### Weighted Voting Analysis

#### 1. Library Imports
First, we import the necessary libraries.
```python
import pandas as pd
import json
from sqlalchemy import create_engine
import statsmodels.api as sm
```

#### 2. Database Connection
We create a connection to a MySQL database using the provided credentials and database name.
```python
engine = create_engine("mysql+pymysql://root:password@localhost/snapshot_database")
```

#### 3. Data Extraction
We extract the `votes` and `proposals` tables from the database.
```python
votes = pd.read_sql('SELECT * FROM votes', con=engine)
proposals = pd.read_sql('SELECT * FROM proposals', con=engine)
```

#### 4. Data Merging
We merge the `votes` and `proposals` dataframes based on the proposal IDs.
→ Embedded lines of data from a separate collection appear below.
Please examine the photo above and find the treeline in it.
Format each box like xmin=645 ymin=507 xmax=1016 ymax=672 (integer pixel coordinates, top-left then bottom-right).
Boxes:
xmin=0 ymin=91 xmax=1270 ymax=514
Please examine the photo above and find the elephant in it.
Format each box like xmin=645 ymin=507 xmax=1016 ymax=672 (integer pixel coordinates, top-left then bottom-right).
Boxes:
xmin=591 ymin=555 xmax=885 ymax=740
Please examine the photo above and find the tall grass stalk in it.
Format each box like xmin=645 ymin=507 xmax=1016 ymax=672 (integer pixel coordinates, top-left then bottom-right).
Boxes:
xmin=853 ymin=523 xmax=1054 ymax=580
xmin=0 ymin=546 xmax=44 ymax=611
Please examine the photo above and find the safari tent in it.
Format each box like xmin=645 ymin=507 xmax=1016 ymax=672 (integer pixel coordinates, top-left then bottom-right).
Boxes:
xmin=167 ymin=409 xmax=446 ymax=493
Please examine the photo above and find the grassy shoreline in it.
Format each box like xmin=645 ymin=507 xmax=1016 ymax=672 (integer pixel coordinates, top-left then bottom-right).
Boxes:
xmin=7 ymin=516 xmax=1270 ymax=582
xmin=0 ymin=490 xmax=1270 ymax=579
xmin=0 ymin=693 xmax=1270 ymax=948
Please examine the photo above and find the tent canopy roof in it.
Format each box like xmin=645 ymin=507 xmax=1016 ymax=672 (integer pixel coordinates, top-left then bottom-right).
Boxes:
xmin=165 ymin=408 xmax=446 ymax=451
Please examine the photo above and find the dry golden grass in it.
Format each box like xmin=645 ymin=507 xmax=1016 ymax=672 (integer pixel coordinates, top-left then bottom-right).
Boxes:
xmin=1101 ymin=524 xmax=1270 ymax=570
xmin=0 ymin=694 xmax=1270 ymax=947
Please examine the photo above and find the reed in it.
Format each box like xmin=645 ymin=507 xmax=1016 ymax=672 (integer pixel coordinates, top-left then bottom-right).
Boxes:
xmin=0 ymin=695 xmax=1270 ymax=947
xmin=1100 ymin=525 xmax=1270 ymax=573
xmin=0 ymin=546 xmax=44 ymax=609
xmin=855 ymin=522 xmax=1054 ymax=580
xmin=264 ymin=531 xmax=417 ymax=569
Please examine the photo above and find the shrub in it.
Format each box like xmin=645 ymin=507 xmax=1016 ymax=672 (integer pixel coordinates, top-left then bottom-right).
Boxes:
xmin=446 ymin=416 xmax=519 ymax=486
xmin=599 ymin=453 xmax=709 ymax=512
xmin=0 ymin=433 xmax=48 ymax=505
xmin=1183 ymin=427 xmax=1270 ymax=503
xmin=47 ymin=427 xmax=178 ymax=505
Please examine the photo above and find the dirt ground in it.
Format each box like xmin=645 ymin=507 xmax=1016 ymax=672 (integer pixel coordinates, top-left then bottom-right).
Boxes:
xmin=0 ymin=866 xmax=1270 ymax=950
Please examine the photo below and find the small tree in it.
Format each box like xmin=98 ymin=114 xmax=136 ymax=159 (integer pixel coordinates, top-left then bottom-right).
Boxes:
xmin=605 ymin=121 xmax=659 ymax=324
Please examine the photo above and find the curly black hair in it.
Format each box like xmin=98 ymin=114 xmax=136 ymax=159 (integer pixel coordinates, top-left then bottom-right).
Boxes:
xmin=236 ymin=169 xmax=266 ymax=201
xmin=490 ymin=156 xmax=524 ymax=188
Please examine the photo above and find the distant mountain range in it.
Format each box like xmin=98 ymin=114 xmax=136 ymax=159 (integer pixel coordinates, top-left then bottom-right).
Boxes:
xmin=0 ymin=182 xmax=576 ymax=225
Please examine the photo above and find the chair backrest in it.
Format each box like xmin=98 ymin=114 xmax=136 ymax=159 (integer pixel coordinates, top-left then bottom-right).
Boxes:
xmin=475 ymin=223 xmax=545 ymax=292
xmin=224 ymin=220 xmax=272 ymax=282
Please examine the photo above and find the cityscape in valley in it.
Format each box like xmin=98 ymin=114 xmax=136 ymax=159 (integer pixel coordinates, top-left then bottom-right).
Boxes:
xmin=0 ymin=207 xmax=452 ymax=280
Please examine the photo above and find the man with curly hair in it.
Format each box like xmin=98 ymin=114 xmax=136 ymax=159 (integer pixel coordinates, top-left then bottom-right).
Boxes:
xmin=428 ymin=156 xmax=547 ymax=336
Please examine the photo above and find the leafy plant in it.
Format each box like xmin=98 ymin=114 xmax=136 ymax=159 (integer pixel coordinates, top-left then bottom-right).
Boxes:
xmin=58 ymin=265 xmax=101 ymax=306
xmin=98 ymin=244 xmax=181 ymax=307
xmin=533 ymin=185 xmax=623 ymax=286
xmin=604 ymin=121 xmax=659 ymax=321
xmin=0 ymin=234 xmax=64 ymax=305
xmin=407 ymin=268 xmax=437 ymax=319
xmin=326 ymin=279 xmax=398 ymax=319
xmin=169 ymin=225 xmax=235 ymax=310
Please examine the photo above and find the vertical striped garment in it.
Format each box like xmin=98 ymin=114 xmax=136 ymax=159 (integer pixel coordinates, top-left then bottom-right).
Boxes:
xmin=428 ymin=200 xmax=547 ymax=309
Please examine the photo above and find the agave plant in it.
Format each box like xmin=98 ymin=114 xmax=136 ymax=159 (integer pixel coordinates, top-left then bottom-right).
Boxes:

The suffixes help differentiate between columns that are present in both tables.
```python
votes_proposals = votes.merge(proposals, left_on='proposal', right_on='id', suffixes=('_vote', '_proposal'))
```

#### 5. Filtering by Voting Type
We focus only on the rows where the voting type is "weighted".
```python
votes_weighted = votes_proposals[votes_proposals['type'] == 'weighted'].copy()
```

#### 6. Determine Winning Choice
We define a function `get_weighted_winning_choice` that will determine the winning choice for each proposal based on voters' weights. The function aggregates weights for each choice and returns the choice with the highest aggregate weight.
```python
def get_weighted_winning_choice(choices_list):
    ...
```

Then, we apply this function to our dataframe, grouping by proposal ID.
```python
winning_choices_weighted = votes_weighted.groupby('id_proposal').apply(lambda group: get_weighted_winning_choice(group['choice'].tolist()))
votes_weighted['winning_choice'] = votes_weighted['id_proposal'].map(winning_choices_weighted)
```

#### 7. Alignment Analysis
We determine if each vote was aligned with the winning choice.
```python
votes_weighted['aligned'] = (votes_weighted['choice'] == votes_weighted['winning_choice']).astype(int)
```

#### 8. Lag Variable for Previous Alignment
For each voter within a specific DAO, we shift the alignment column to create a lag variable, which captures the alignment of the voter's previous vote.
```python
votes_weighted['previous_aligned'] = votes_weighted.groupby(['voter', 'space_vote'])['aligned'].shift()
```

#### 9. Misalignment Analysis
We create a binary column indicating if the previous vote was misaligned.
```python
votes_weighted['misaligned_previous'] = (votes_weighted['previous_aligned'] == 0).astype(int)
```

#### 10. Future Voting Behavior Analysis
We determine if a voter participated in a subsequent proposal within the same DAO.
```python
votes_weighted['future_voting'] = votes_weighted.groupby(['voter', 'space_vote'])['choice'].shift(-1).notna().astype(int)
```

#### 11. Regression Analysis
Finally, we perform a logistic regression to examine the relationship between a voter's past misalignment and their likelihood to participate in future voting.
```python
X = votes_weighted[['misaligned_previous']]
X = sm.add_constant(X)  # Adds a constant term to the predictor
y = votes_weighted['future_voting']

model = sm.Logit(y, X)
result = model.fit()
print(result.summary())
```

In [1]:
import pandas as pd
import json
from sqlalchemy import create_engine
import statsmodels.api as sm

# Create an engine to the database
engine = create_engine("mysql+pymysql://root:password@localhost/snapshot_database")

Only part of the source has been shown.